|TKACHENKO Serhii||Brno University of Technology|
|Spoluautoři NEČAS David, DATSKEVICH Oleg, ČUPERA Jan, SPOTZ Zdeněk, VRBKA Martin, KULAK Leonid, FORET Rudolf|
Nowadays, hard-on-hard bearings are widely used in joint replacements, where both components are made of hard materials as ceramics (alumina or zirconia) or CoCr alloys. These materials possess good tribological properties and corrosion resistance, however, ceramics are prone to brittle fracture, while CoCr alloys discharge metal ions and nanosize wear debris, which may lead to adverse tissue reactions, hypersensitivity and inflammations.
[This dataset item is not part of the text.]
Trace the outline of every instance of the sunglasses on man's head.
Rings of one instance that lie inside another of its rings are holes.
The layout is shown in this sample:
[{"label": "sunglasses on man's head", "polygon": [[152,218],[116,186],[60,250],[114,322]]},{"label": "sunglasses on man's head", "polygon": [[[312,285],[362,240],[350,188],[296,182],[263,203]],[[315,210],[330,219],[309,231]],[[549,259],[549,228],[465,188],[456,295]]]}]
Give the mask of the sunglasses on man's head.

Thus, the development of new materials with improved biocompatibility, tribological performance and reduced metal ion release is highly needed. The introduction of hard phases into titanium matrix to produce titanium matrix composites (TMCs) is an effective method to enhance wear and friction properties. Titanium matrix provides a high biocompatibility, corrosion resistance, strength and toughness for the composite, while the different types of ceramic, carbon or metal particles can be utilized as the reinforcements. The melting route is an attractive way to produce in situ TMCs, since the reinforcements, which are formed during phase transformations, have a good interfacial strength with the matrix. System Ti–Si enables to create in situ reinforced alloys due to phase transformations occurring under solidification and subsequent cooling. Our previous work showed 2-7 times better wear resistance for experimental Ti–6Si–5Zr alloy in comparison with commercial Ti–6Al–4V. This work was aimed to examine tribological performance of selected Ti–Si based in situ composites under sliding conditions using a commercial ball-on-disk tribometer. Measurements of the coefficients of friction and evaluation of the wear volumes were performed along with examinations of the wear track appearances.